Anxiety plus recent political upheaval means that for the last couple of days my mind has insisted on playing with myriad what-ifs in its off-hours. What if abortion is outlawed and my birth control fails? What if I experience pre-eclampsia during a pregnancy and die? What if insurance regulations are loosened and I don’t have prenatal and birth coverage and end up in medical debt? What if my pregnancy has complications? What if, what if, what if? On one hand, yes, this is all borrowing trouble from tomorrow. On the other hand, though, this is all a very real possibility with the way things are going. It’s a very real situation in many states already, where abortion services are few and far between, and health coverage is scarce.
The Women’s March this weekend gives me a bit of hope (with a nod towards the fact that not all people with child-bearing capabilities are women and not all women have child-bearing capabilities). There were a lot of people standing up and shouting that legislating their choices about their (theoretical) pregnancies is unacceptable. I’m not sure it will be enough, though. All it would take would be one confluence of probabilities (no method of birth control besides giving up sex entirely is 100% effective, folks, and even that can be foiled by a rapist), and I could be driven into debt, be forced to raise a child in an environment that I already decided would be bad for them and for my husband and I, or quite literally die.
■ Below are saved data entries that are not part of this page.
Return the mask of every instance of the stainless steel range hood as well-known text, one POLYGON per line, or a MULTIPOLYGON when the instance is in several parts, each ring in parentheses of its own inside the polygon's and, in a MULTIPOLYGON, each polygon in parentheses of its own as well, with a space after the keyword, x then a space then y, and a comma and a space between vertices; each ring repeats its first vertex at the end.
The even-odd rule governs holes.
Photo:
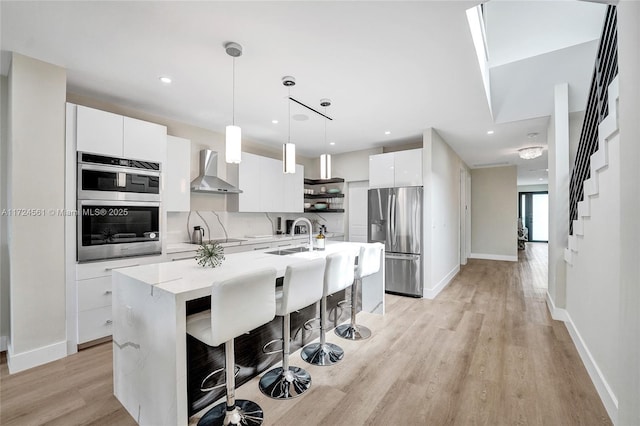
POLYGON ((211 194, 239 194, 242 191, 218 176, 218 153, 210 149, 200 151, 200 175, 191 182, 191 192, 211 194))

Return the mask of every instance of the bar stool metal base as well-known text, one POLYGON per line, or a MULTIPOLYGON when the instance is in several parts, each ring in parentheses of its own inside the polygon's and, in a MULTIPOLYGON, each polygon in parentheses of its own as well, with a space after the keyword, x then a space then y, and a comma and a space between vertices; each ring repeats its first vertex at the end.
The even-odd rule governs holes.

I want to point out the Women’s March 10 Actions in 100 Days site, which I encourage you all to pay attention to and participate in. The first action is to send a postcard to your Senators with comments on what is important to you in these upcoming days. I’m going to pick up some postcards tomorrow, and they will all mention my concerns about my reproductive rights, and those of my fellow uterus-bearers. If I’m feeling saucy, I might even sketch a little uterus on the picture side, with a voice-bubble saying “Only one person should have a say about what goes in me!” I’m not sure if it’s just shouting into the void, but better to go kicking and screaming than meekly following, I suppose.